Assalamu'alaikum. Wr. Wb.
Ini novel ketigaku.
Novel ini kelanjutan "Ternyata Ada Cinta"
Baca dulu "Ternyata Ada Cinta" biar nyambung...
Setelah kepergian Fariz, dunia terasa gelap gulita. Cahaya yang selama ini selalu menyinari hari serta hati Zafira padam dalam sekejap mata. Meninggalkan kegelapan serta kesunyian yang teramat menyiksa. Ternyata kehilangan seorang sahabat sekaligus suami seperti Fariz jauh lebih menyakitkan dari apapun.

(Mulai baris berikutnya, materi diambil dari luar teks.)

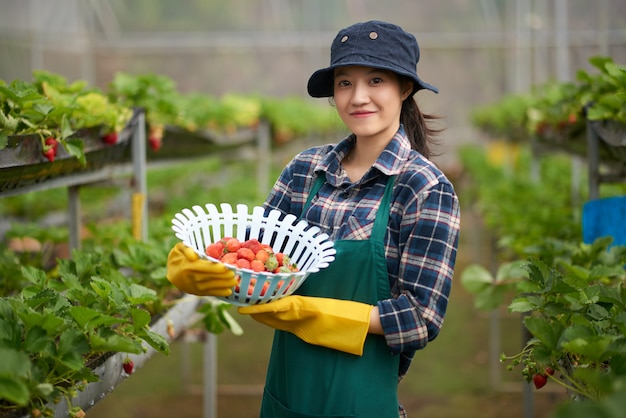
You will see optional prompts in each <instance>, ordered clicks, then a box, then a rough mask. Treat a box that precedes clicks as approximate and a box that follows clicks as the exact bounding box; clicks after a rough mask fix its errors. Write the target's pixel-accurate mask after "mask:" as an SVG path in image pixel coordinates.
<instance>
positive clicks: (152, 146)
mask: <svg viewBox="0 0 626 418" xmlns="http://www.w3.org/2000/svg"><path fill="white" fill-rule="evenodd" d="M148 144H149V145H150V148H151V149H152V150H153V151H158V150H160V149H161V145H162V144H163V139H162V138H160V137H158V136H155V135H150V136H149V137H148Z"/></svg>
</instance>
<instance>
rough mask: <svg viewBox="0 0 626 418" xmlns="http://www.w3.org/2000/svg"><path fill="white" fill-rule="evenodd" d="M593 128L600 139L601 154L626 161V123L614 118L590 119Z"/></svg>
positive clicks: (618, 159)
mask: <svg viewBox="0 0 626 418" xmlns="http://www.w3.org/2000/svg"><path fill="white" fill-rule="evenodd" d="M589 123H590V124H591V129H592V130H593V132H594V133H595V135H597V137H598V138H599V139H600V142H599V145H600V146H599V148H600V150H601V155H604V154H608V155H609V156H610V157H612V158H613V159H614V160H617V161H621V162H626V124H624V123H623V122H619V121H613V120H598V121H589Z"/></svg>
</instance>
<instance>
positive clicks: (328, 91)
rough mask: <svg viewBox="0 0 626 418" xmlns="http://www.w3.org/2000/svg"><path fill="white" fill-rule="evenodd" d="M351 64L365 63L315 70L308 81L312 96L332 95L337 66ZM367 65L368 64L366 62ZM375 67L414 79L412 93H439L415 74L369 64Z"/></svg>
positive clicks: (307, 90)
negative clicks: (425, 90) (423, 92)
mask: <svg viewBox="0 0 626 418" xmlns="http://www.w3.org/2000/svg"><path fill="white" fill-rule="evenodd" d="M349 65H364V64H363V63H341V64H340V65H332V66H330V67H326V68H322V69H321V70H317V71H315V72H314V73H313V74H312V75H311V77H309V82H308V83H307V91H308V93H309V95H310V96H311V97H331V96H333V94H334V89H333V80H334V71H335V68H337V67H344V66H349ZM365 65H367V64H365ZM367 66H369V67H373V68H380V69H381V70H388V71H393V72H394V73H396V74H399V75H401V76H404V77H407V78H409V79H410V80H411V81H413V93H411V94H412V95H413V94H415V93H417V92H418V91H419V90H424V89H426V90H430V91H432V92H434V93H439V89H438V88H437V87H435V86H433V85H431V84H428V83H426V82H424V81H422V80H421V79H420V78H419V77H416V76H415V75H414V74H407V73H406V72H404V71H402V70H398V69H392V68H389V67H388V66H384V67H383V66H374V65H371V64H370V65H367Z"/></svg>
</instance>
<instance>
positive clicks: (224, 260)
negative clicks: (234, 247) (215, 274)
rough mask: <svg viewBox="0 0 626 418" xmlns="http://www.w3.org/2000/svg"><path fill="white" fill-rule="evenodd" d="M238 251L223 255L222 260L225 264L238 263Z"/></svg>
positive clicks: (221, 260) (233, 263)
mask: <svg viewBox="0 0 626 418" xmlns="http://www.w3.org/2000/svg"><path fill="white" fill-rule="evenodd" d="M237 260H238V258H237V253H226V254H224V255H223V256H222V258H221V260H220V261H221V262H222V263H224V264H232V265H237Z"/></svg>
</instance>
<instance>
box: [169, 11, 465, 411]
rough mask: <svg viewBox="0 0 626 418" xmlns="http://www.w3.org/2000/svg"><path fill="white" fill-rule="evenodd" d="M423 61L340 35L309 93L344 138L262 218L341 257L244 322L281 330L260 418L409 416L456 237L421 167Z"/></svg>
mask: <svg viewBox="0 0 626 418" xmlns="http://www.w3.org/2000/svg"><path fill="white" fill-rule="evenodd" d="M418 61H419V47H418V44H417V41H416V40H415V37H414V36H413V35H411V34H409V33H407V32H405V31H404V30H403V29H402V28H400V27H398V26H396V25H392V24H389V23H386V22H380V21H369V22H365V23H358V24H355V25H353V26H350V27H348V28H346V29H343V30H341V31H340V32H339V33H338V34H337V36H336V38H335V40H334V41H333V43H332V46H331V65H330V66H329V67H327V68H324V69H321V70H318V71H316V72H315V73H313V75H312V76H311V78H310V79H309V83H308V92H309V94H310V95H311V96H313V97H332V100H333V102H334V104H335V106H336V109H337V112H338V114H339V116H340V117H341V119H342V120H343V122H344V123H345V124H346V126H347V127H348V128H349V129H350V131H351V132H352V133H351V134H350V135H349V136H348V137H346V138H345V139H343V140H342V141H340V142H339V143H338V144H336V145H326V146H320V147H315V148H312V149H309V150H306V151H304V152H302V153H300V154H299V155H297V156H296V157H295V158H294V159H293V160H292V161H291V162H290V163H289V164H288V165H287V166H286V167H285V169H284V170H283V172H282V174H281V175H280V177H279V179H278V180H277V182H276V184H275V185H274V187H273V189H272V191H271V193H270V195H269V197H268V199H267V201H266V202H265V207H266V208H267V209H268V210H270V209H278V210H280V211H282V212H284V213H285V214H287V213H291V214H295V215H297V216H300V217H301V218H303V219H306V221H307V222H308V223H309V224H312V225H315V226H318V227H320V228H321V229H322V231H323V232H325V233H327V234H329V235H330V237H331V239H332V240H333V241H334V243H335V248H336V249H337V255H336V258H335V261H334V262H333V263H331V265H330V266H329V267H328V268H326V269H324V270H322V271H320V272H319V273H316V274H314V275H311V276H309V278H308V279H307V281H306V282H305V283H304V284H303V285H302V287H301V288H300V289H298V291H297V292H296V294H295V295H292V296H288V297H286V298H284V299H281V300H278V301H275V302H272V303H268V304H263V305H255V306H249V307H241V308H239V312H240V313H242V314H248V315H251V316H252V317H253V318H254V319H255V320H257V321H259V322H261V323H264V324H266V325H269V326H271V327H273V328H275V329H276V331H275V334H274V342H273V346H272V354H271V358H270V363H269V366H268V374H267V380H266V385H265V393H264V396H263V404H262V408H261V417H264V418H277V417H289V418H292V417H293V418H304V417H357V416H358V417H372V418H387V417H389V418H391V417H394V418H395V417H398V416H406V413H405V411H404V409H403V408H402V406H400V405H399V402H398V395H397V386H398V382H399V381H400V380H401V379H402V377H403V376H404V375H405V374H406V372H407V371H408V369H409V366H410V364H411V361H412V359H413V355H414V354H415V352H416V351H417V350H420V349H422V348H424V347H425V346H426V345H427V343H428V342H429V341H432V340H433V339H434V338H435V337H436V336H437V335H438V333H439V330H440V329H441V326H442V324H443V319H444V315H445V312H446V308H447V304H448V297H449V294H450V289H451V284H452V276H453V271H454V263H455V259H456V251H457V244H458V234H459V204H458V199H457V196H456V194H455V191H454V188H453V186H452V184H451V183H450V182H449V181H448V179H447V178H446V177H445V176H444V174H443V173H442V172H441V171H440V170H439V169H438V168H437V167H436V166H435V165H434V164H433V163H432V162H431V161H429V159H428V158H429V156H430V150H429V144H430V143H431V142H432V141H433V136H434V134H435V131H434V130H433V129H431V128H430V127H429V126H428V125H427V121H429V120H430V119H431V117H430V116H427V115H423V114H422V113H421V112H420V111H419V109H418V107H417V104H416V102H415V100H414V98H413V95H414V94H415V93H416V92H417V91H418V90H421V89H428V90H431V91H434V92H437V89H436V88H435V87H433V86H431V85H430V84H427V83H425V82H423V81H422V80H421V79H420V78H419V77H418V75H417V73H416V66H417V62H418ZM185 253H189V249H186V248H184V247H182V245H181V244H179V245H177V246H176V247H175V248H174V249H173V250H172V253H171V254H170V260H169V261H168V267H169V272H168V277H169V279H170V281H172V282H173V283H174V284H176V285H177V286H179V287H180V288H182V289H183V290H186V291H188V292H190V293H196V294H219V292H222V293H224V292H225V293H228V292H229V288H230V287H231V286H232V285H233V283H232V281H233V280H234V279H233V278H232V275H230V274H229V273H228V272H226V271H225V268H224V266H221V265H211V264H210V263H208V262H203V261H201V260H196V261H190V260H189V258H187V257H186V256H185ZM192 253H193V252H192ZM194 256H195V254H192V255H191V259H192V260H194V259H196V258H197V256H195V257H194ZM216 292H217V293H216Z"/></svg>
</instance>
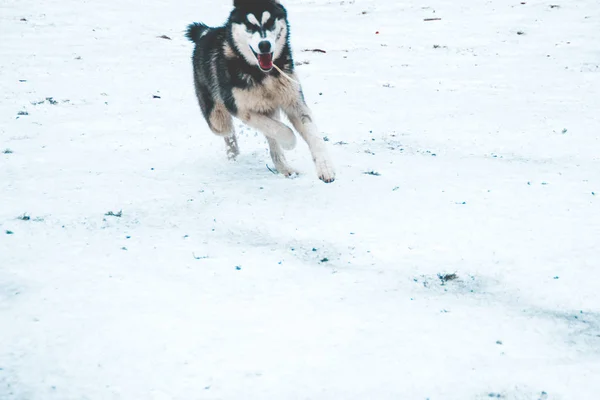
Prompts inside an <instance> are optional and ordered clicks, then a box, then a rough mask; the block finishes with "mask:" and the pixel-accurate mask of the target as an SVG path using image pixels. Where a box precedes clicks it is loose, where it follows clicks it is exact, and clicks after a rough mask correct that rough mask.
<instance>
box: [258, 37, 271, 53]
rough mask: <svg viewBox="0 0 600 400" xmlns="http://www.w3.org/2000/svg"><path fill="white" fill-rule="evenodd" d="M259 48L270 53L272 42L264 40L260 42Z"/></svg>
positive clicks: (263, 51)
mask: <svg viewBox="0 0 600 400" xmlns="http://www.w3.org/2000/svg"><path fill="white" fill-rule="evenodd" d="M258 49H259V50H260V52H261V53H270V52H271V42H269V41H268V40H263V41H262V42H260V43H259V44H258Z"/></svg>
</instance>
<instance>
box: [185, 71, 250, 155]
mask: <svg viewBox="0 0 600 400" xmlns="http://www.w3.org/2000/svg"><path fill="white" fill-rule="evenodd" d="M194 84H195V88H196V96H197V97H198V104H199V105H200V109H201V110H202V114H203V115H204V119H206V122H207V123H208V126H209V128H210V130H211V131H212V132H213V133H214V134H215V135H218V136H223V137H224V138H225V146H226V151H227V158H228V159H230V160H235V158H236V157H237V156H238V155H239V154H240V151H239V147H238V144H237V138H236V136H235V129H234V128H233V120H232V118H231V114H230V113H229V111H227V108H226V107H225V105H224V104H223V103H220V102H215V100H214V99H213V97H212V95H211V93H210V90H209V89H208V87H206V86H205V85H204V84H202V83H201V81H200V78H199V77H198V76H197V75H195V76H194Z"/></svg>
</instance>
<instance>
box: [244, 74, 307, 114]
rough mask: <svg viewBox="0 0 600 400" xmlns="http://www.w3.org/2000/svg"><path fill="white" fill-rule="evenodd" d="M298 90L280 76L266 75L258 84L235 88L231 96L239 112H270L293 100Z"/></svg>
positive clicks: (262, 112)
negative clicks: (232, 98)
mask: <svg viewBox="0 0 600 400" xmlns="http://www.w3.org/2000/svg"><path fill="white" fill-rule="evenodd" d="M298 93H299V91H298V90H297V89H295V88H294V87H293V86H292V82H290V81H288V80H286V79H283V78H282V77H281V76H280V77H277V78H274V77H272V76H268V77H267V78H265V79H264V80H263V81H262V82H261V83H260V84H257V85H253V86H251V87H248V88H245V89H239V88H236V89H234V90H233V96H234V99H235V103H236V105H237V108H238V111H239V112H259V113H270V112H272V111H274V110H276V109H278V108H280V107H286V106H288V105H290V104H292V103H293V102H294V100H295V99H296V97H297V94H298Z"/></svg>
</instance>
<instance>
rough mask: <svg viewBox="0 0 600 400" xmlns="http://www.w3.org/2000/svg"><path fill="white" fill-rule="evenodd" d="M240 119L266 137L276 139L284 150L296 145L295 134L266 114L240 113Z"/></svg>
mask: <svg viewBox="0 0 600 400" xmlns="http://www.w3.org/2000/svg"><path fill="white" fill-rule="evenodd" d="M240 119H241V120H242V121H243V122H244V123H246V124H247V125H248V126H251V127H252V128H254V129H256V130H258V131H260V132H261V133H263V134H264V135H265V136H266V137H268V138H271V139H273V140H276V141H277V143H279V145H280V146H281V147H283V148H284V149H285V150H292V149H294V147H296V135H294V132H293V131H292V130H291V129H290V128H289V127H287V126H286V125H285V124H283V123H281V122H279V121H277V120H275V119H273V118H271V117H269V116H267V115H264V114H259V113H252V112H248V113H244V114H242V115H240Z"/></svg>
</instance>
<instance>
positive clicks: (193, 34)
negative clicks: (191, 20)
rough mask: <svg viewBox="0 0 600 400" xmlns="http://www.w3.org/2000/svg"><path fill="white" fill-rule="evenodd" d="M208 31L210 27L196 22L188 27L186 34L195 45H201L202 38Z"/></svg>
mask: <svg viewBox="0 0 600 400" xmlns="http://www.w3.org/2000/svg"><path fill="white" fill-rule="evenodd" d="M207 29H209V27H208V26H206V25H205V24H203V23H200V22H194V23H193V24H190V25H188V29H187V31H186V32H185V37H187V38H188V39H189V40H190V41H192V42H194V43H199V42H200V37H201V36H202V34H203V33H204V32H205V31H206V30H207Z"/></svg>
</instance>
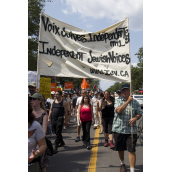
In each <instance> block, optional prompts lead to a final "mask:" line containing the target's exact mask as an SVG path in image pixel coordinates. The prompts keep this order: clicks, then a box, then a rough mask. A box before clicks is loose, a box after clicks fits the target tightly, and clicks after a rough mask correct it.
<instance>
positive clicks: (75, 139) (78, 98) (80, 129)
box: [75, 90, 92, 142]
mask: <svg viewBox="0 0 172 172" xmlns="http://www.w3.org/2000/svg"><path fill="white" fill-rule="evenodd" d="M84 95H87V91H86V90H82V91H81V97H78V98H77V101H76V106H75V118H77V137H76V139H75V142H79V141H80V130H81V125H80V123H79V119H78V107H79V104H80V103H81V100H82V97H83V96H84ZM90 103H91V101H90ZM91 104H92V103H91Z"/></svg>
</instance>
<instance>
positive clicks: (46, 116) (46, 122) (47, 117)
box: [42, 113, 48, 135]
mask: <svg viewBox="0 0 172 172" xmlns="http://www.w3.org/2000/svg"><path fill="white" fill-rule="evenodd" d="M47 123H48V114H47V113H46V115H44V117H43V124H42V128H43V130H44V133H45V135H46V133H47Z"/></svg>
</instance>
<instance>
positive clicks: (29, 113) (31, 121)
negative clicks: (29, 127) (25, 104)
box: [28, 100, 35, 125]
mask: <svg viewBox="0 0 172 172" xmlns="http://www.w3.org/2000/svg"><path fill="white" fill-rule="evenodd" d="M32 111H33V109H32V106H31V105H30V102H29V100H28V123H29V124H30V125H32V123H33V121H34V120H35V115H34V114H33V113H32Z"/></svg>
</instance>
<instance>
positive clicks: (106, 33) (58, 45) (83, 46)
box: [37, 12, 131, 82]
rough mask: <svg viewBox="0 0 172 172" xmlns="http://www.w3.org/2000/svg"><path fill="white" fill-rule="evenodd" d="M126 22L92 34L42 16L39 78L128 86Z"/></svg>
mask: <svg viewBox="0 0 172 172" xmlns="http://www.w3.org/2000/svg"><path fill="white" fill-rule="evenodd" d="M129 44H130V40H129V28H128V18H126V19H124V20H122V21H120V22H118V23H116V24H114V25H112V26H109V27H107V28H105V29H102V30H100V31H97V32H94V33H91V32H88V31H85V30H82V29H79V28H76V27H74V26H71V25H69V24H66V23H64V22H61V21H59V20H56V19H54V18H52V17H50V16H48V15H47V14H45V13H43V12H41V17H40V30H39V45H38V52H39V53H38V63H37V68H38V69H37V71H38V74H39V75H49V76H59V77H75V78H96V79H99V80H109V81H118V82H130V81H131V76H130V74H131V72H130V62H131V60H130V53H129Z"/></svg>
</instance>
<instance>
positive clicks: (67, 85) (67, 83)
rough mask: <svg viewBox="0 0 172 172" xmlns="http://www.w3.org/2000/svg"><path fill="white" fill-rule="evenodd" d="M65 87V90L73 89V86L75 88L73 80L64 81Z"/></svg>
mask: <svg viewBox="0 0 172 172" xmlns="http://www.w3.org/2000/svg"><path fill="white" fill-rule="evenodd" d="M64 87H65V88H64V89H65V90H71V88H73V82H66V83H64Z"/></svg>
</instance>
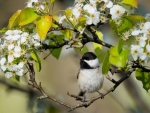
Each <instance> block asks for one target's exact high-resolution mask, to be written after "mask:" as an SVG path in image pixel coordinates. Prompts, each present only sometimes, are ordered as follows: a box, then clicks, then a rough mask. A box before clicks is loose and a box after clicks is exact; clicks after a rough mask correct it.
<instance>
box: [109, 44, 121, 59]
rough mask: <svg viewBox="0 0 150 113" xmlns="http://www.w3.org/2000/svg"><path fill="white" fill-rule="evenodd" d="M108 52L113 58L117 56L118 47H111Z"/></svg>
mask: <svg viewBox="0 0 150 113" xmlns="http://www.w3.org/2000/svg"><path fill="white" fill-rule="evenodd" d="M109 52H110V55H111V56H113V57H117V56H119V53H118V47H117V46H115V47H111V48H110V50H109Z"/></svg>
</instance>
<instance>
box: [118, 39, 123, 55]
mask: <svg viewBox="0 0 150 113" xmlns="http://www.w3.org/2000/svg"><path fill="white" fill-rule="evenodd" d="M123 44H124V40H123V39H121V38H120V39H119V43H118V53H119V54H120V53H121V52H122V47H123Z"/></svg>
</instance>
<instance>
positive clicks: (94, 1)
mask: <svg viewBox="0 0 150 113" xmlns="http://www.w3.org/2000/svg"><path fill="white" fill-rule="evenodd" d="M83 9H84V10H85V11H87V12H88V13H94V12H95V11H97V9H96V1H94V0H90V3H89V4H86V5H85V6H84V7H83Z"/></svg>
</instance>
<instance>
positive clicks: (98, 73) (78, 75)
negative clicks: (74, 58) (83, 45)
mask: <svg viewBox="0 0 150 113" xmlns="http://www.w3.org/2000/svg"><path fill="white" fill-rule="evenodd" d="M77 79H78V86H79V88H80V92H79V94H78V97H79V96H82V97H83V98H82V101H83V102H85V100H86V96H85V94H86V93H93V92H98V93H99V94H100V96H101V98H103V97H104V95H103V94H102V93H100V92H99V90H100V89H101V88H102V86H103V83H104V75H103V74H102V71H101V68H100V66H99V60H98V58H97V56H96V55H95V54H94V53H93V52H86V53H84V54H83V56H82V58H81V59H80V69H79V71H78V74H77ZM77 100H79V99H78V98H77Z"/></svg>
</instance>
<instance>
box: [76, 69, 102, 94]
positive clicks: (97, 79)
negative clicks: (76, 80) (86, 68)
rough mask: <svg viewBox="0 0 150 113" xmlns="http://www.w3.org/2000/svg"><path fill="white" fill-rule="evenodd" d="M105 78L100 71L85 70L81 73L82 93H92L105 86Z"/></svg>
mask: <svg viewBox="0 0 150 113" xmlns="http://www.w3.org/2000/svg"><path fill="white" fill-rule="evenodd" d="M103 81H104V77H103V75H102V73H101V71H100V69H83V70H80V72H79V78H78V85H79V88H80V89H81V91H83V92H88V93H92V92H95V91H98V90H99V89H100V88H101V87H102V85H103Z"/></svg>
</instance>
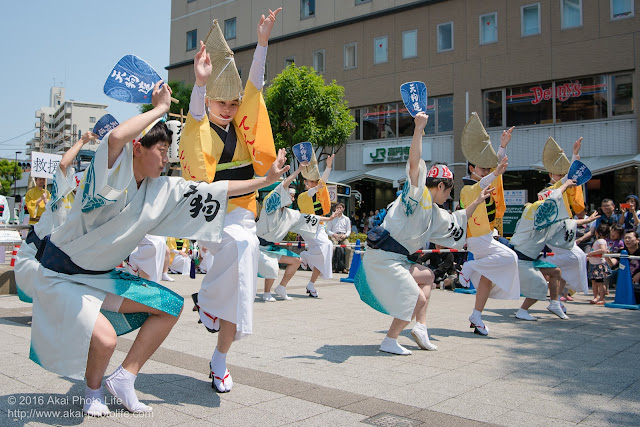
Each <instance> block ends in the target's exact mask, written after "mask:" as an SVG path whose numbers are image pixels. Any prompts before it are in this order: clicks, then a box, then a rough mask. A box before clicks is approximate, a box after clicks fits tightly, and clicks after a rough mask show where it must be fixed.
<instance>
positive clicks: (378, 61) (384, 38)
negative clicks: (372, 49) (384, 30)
mask: <svg viewBox="0 0 640 427" xmlns="http://www.w3.org/2000/svg"><path fill="white" fill-rule="evenodd" d="M388 41H389V37H388V36H382V37H376V38H374V39H373V63H374V64H382V63H384V62H388V61H389V52H388V49H387V47H388V46H387V45H388Z"/></svg>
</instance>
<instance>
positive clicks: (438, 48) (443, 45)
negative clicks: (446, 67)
mask: <svg viewBox="0 0 640 427" xmlns="http://www.w3.org/2000/svg"><path fill="white" fill-rule="evenodd" d="M450 50H453V22H445V23H444V24H439V25H438V53H440V52H448V51H450Z"/></svg>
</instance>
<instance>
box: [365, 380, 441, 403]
mask: <svg viewBox="0 0 640 427" xmlns="http://www.w3.org/2000/svg"><path fill="white" fill-rule="evenodd" d="M375 397H376V398H378V399H383V400H388V401H390V402H396V403H401V404H403V405H411V406H415V407H417V408H430V407H432V406H433V405H435V404H437V403H440V402H444V401H445V400H447V399H451V397H452V396H450V395H448V394H445V393H442V392H440V391H439V390H429V389H426V388H425V387H418V386H415V385H409V386H404V387H389V389H388V390H384V391H382V392H380V393H379V394H377V395H376V396H375Z"/></svg>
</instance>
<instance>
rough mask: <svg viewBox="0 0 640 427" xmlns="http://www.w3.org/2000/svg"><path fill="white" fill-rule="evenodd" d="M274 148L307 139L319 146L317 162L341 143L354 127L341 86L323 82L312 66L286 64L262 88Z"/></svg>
mask: <svg viewBox="0 0 640 427" xmlns="http://www.w3.org/2000/svg"><path fill="white" fill-rule="evenodd" d="M265 103H266V104H267V110H268V111H269V118H270V120H271V129H272V130H273V136H274V139H275V144H276V148H277V149H279V148H286V149H287V151H288V153H291V147H293V146H294V145H295V144H297V143H299V142H303V141H309V142H311V144H313V146H314V147H315V148H318V147H322V151H321V152H320V154H319V155H318V161H321V160H323V159H324V157H326V156H328V155H329V154H331V153H332V152H334V153H335V152H337V151H338V150H339V149H340V148H341V147H342V145H344V144H345V142H346V141H347V138H348V137H349V135H350V134H351V132H352V131H353V129H354V128H355V126H356V123H355V121H354V120H353V117H352V116H351V114H350V113H349V108H348V106H347V101H345V100H344V88H343V87H342V86H340V85H338V84H337V83H336V81H335V80H333V81H332V82H331V84H325V82H324V79H323V78H322V76H321V75H318V74H317V73H316V72H315V70H314V69H313V68H309V67H296V66H295V64H294V65H290V66H288V67H287V68H285V69H284V70H283V71H282V72H281V73H280V74H278V75H277V76H276V77H275V78H274V79H273V81H272V83H271V85H270V86H269V87H268V88H267V90H266V91H265Z"/></svg>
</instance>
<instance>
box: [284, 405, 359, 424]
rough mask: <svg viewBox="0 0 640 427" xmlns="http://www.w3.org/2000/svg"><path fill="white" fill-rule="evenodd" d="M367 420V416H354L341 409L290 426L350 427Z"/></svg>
mask: <svg viewBox="0 0 640 427" xmlns="http://www.w3.org/2000/svg"><path fill="white" fill-rule="evenodd" d="M366 418H368V417H367V416H366V415H361V414H354V413H353V412H347V411H342V410H340V409H332V410H331V411H329V412H325V413H323V414H320V415H316V416H314V417H310V418H307V419H304V420H302V421H298V422H295V423H292V424H290V425H292V426H299V427H326V426H336V427H348V426H354V425H360V422H361V421H362V420H364V419H366Z"/></svg>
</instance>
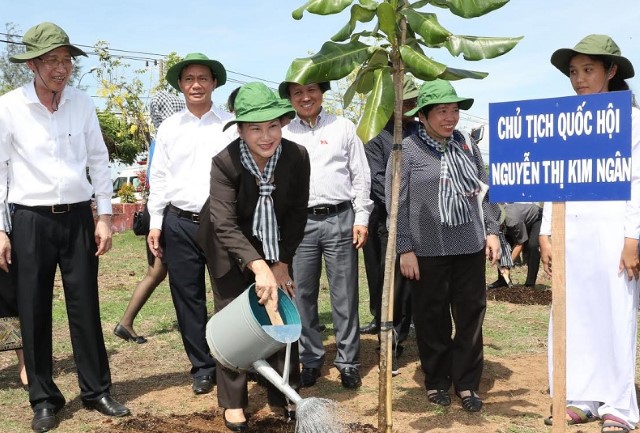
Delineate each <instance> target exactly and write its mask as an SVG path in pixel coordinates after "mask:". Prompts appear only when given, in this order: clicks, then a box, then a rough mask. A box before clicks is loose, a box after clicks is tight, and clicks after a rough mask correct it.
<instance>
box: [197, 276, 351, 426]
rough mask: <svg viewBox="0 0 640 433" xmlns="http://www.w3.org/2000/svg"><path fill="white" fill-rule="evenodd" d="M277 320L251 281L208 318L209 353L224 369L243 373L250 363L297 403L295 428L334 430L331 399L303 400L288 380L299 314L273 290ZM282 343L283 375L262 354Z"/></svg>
mask: <svg viewBox="0 0 640 433" xmlns="http://www.w3.org/2000/svg"><path fill="white" fill-rule="evenodd" d="M278 314H279V316H280V317H281V319H282V324H281V325H273V324H272V321H271V319H270V318H269V316H270V314H269V312H268V311H267V309H266V308H265V307H264V306H263V305H261V304H260V303H259V302H258V296H257V295H256V292H255V289H254V284H252V285H251V286H249V288H247V289H246V290H245V291H244V292H242V294H241V295H240V296H238V297H237V298H236V299H234V300H233V301H231V302H230V303H229V304H228V305H227V306H226V307H225V308H223V309H222V310H220V311H218V312H217V313H216V314H214V315H213V317H211V319H209V322H208V323H207V330H206V337H207V344H208V345H209V349H210V350H211V355H213V357H214V358H215V359H216V361H217V362H219V363H220V364H221V365H223V366H224V367H226V368H229V369H231V370H235V371H239V372H244V371H246V370H247V369H248V368H249V367H251V366H253V367H254V368H255V369H256V371H257V372H258V373H259V374H260V375H262V376H263V377H264V378H265V379H267V380H268V381H269V382H271V383H272V384H273V385H274V386H275V387H276V388H278V389H279V390H280V391H281V392H282V393H283V394H284V395H285V396H286V397H287V398H288V399H289V400H290V401H291V402H293V403H295V404H296V406H297V414H298V415H297V422H296V430H295V431H296V433H337V432H339V431H341V430H340V425H339V423H337V422H336V419H335V416H334V413H333V408H334V403H333V402H332V401H330V400H327V399H322V398H314V397H312V398H305V399H303V398H302V397H301V396H300V395H299V394H298V393H297V392H296V391H295V390H294V389H293V388H292V387H291V386H290V385H289V359H290V356H291V344H292V343H295V342H296V341H298V338H300V333H301V332H302V325H301V323H300V314H299V313H298V310H297V308H296V306H295V304H294V303H293V302H292V301H291V299H290V298H289V296H287V294H286V293H285V292H284V291H283V290H282V289H278ZM283 348H286V355H285V362H284V372H283V375H282V377H281V376H280V375H279V374H278V373H277V372H276V371H275V370H274V369H273V368H272V367H271V366H270V365H269V363H268V362H267V361H265V359H267V358H269V357H270V356H271V355H273V354H274V353H276V352H278V351H279V350H281V349H283Z"/></svg>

Perjuangan Cinta Zafira untuk menemukan Fariz dan membawa kembali pria itu ke pelukannya tidaklah main-main. Setiap hari Zafira berjuang keras kesana kemari mencari keberadaan Fariz sampai mengorbankan keselamatannya sendiri. Namun perjuangannya tidak menemukan titik terang yang membuatnya ingin menyerah.
Hingga di titik lelah perjuangan Zafira mencari Fariz, penyakit lama Zafira kembali kambuh. Akankah Fariz sempat menyelamatkan Zafira atau justru gadis itu meregang nyawa membawa pergi cintanya yang belum terucap?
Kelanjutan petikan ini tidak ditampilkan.